The CEO should be in prison.

bryanrasmussen · 25 days ago
>Exactly, was it a burglary when your front door is open

Legally speaking, yes in every place I've ever lived if all those things are the case it's still a burglary, although the cops may call the victim an idiot.

pxc · 25 days ago
> The CEO should be in prison.

Yes.

> Exactly, was it a burglary when your front door is open, lights on, spotlights on your wall safe, with the keys still inserted?
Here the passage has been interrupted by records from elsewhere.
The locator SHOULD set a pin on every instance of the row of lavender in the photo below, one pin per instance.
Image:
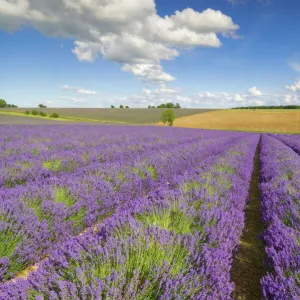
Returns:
(280, 176)
(37, 216)
(174, 241)
(46, 153)
(292, 141)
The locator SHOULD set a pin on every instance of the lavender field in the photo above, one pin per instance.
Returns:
(115, 212)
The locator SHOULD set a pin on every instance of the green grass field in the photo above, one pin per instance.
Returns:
(132, 115)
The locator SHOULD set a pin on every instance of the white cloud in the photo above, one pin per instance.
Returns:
(238, 98)
(291, 99)
(76, 100)
(86, 92)
(294, 65)
(149, 72)
(294, 87)
(129, 32)
(254, 91)
(67, 87)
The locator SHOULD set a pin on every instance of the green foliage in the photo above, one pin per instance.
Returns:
(270, 107)
(2, 103)
(62, 195)
(52, 165)
(168, 116)
(169, 105)
(41, 113)
(77, 218)
(54, 115)
(34, 112)
(171, 219)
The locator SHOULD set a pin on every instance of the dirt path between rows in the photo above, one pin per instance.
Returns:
(248, 267)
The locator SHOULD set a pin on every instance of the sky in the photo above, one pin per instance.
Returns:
(199, 53)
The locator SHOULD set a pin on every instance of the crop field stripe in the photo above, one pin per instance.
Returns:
(289, 141)
(124, 203)
(248, 267)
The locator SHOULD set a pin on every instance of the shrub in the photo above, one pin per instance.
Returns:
(168, 116)
(54, 115)
(34, 112)
(2, 103)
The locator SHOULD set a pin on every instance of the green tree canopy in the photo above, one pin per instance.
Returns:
(168, 116)
(2, 103)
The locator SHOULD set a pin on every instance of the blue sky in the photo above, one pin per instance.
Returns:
(215, 53)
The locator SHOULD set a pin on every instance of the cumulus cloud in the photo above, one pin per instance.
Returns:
(76, 100)
(295, 65)
(291, 99)
(254, 91)
(86, 92)
(149, 72)
(294, 87)
(129, 32)
(67, 87)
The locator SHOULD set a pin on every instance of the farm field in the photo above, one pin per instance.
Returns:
(132, 115)
(123, 212)
(281, 121)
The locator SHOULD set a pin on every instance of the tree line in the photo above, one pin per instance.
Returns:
(270, 107)
(166, 105)
(3, 104)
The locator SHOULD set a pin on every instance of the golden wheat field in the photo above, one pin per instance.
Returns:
(246, 120)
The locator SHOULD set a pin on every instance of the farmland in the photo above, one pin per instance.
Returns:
(132, 115)
(123, 212)
(281, 121)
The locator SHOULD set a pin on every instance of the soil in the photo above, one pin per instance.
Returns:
(248, 267)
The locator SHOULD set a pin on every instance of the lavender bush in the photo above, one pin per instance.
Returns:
(280, 178)
(164, 216)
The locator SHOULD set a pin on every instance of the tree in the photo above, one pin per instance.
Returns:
(54, 115)
(168, 116)
(2, 103)
(170, 105)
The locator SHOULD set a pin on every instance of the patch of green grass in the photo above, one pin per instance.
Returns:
(24, 165)
(152, 171)
(62, 195)
(9, 241)
(224, 168)
(77, 218)
(171, 219)
(53, 165)
(36, 206)
(32, 294)
(35, 151)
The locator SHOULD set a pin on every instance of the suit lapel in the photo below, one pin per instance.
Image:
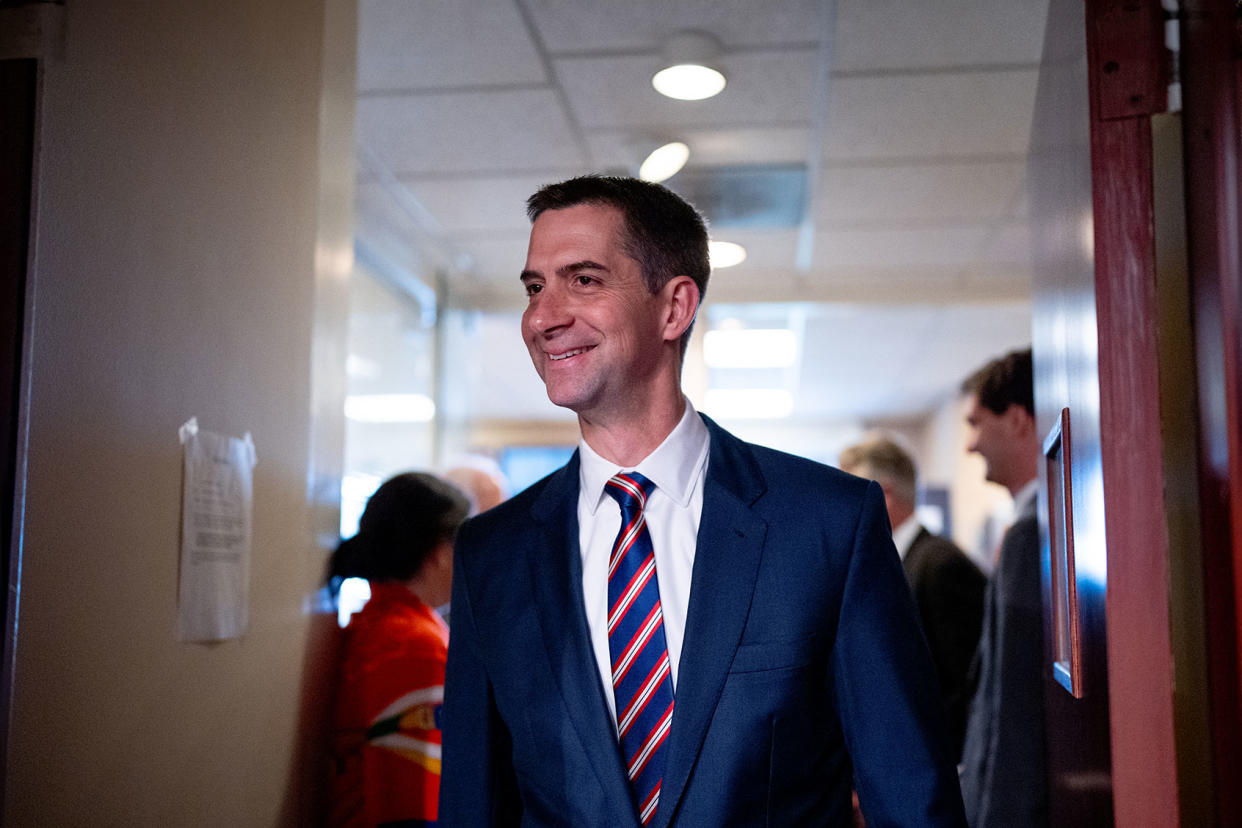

The thing isn't just the discovery of the "open door", though. Thousands of people were extorted in a pretty heinous way. Even if we say breaking in took little sophistication or effort, what was done with the data also matters.

9JollyOtter · 25 days ago
Yes. Similarly, If I leave my car unlocked with the keys in the ignition, and someone takes it is still a crime. It might be unwise to do that (depending on where you are), but nonetheless it is still crime.
prhn · 25 days ago
Technically, yes it is still burglary.

It's an odd position to take, that a crime was not committed or the offense isn't as bad if the difficulties of committing the crime have been removed or reduced.

rzmmm · 25 days ago
Someone presented a hypothetical scenario: What if a hacker would write a virus, which breached a totally unprotected database after the hacker has passed away. It's clear that the therapy provider is at least partially responsible.
NoboruWataya · 25 days ago
Is it still assault if the guy is just standing there, within punching distance, without even wearing a helmet?
lifetimerubyist · 25 days ago
Yes it absolutely is still a burglary. Classic victim blaming.
aitchnyu · a month ago
Yup, I heard of an ERP full of microservices and many endpoints dont check authorization at all and the auth mechanism doesnt check valid user credentials. Seems like they are very common.
tclancy · 25 days ago
Still reading the story but just hit that line and came here to snarkily post, “another MongoDB success story”. I should probably talk to my therapist about this desire to be seen as funny.
tclancy · 25 days ago
Having now read it, the CEO did get convicted.
yencabulator · 23 days ago
FYI: Finnish "social security numbers" (really, personal identification number) are not in any way secret. They are not used like U.S. social security numbers.

Finnish personal identification number is your date of birth, a sequence number, and a checksum.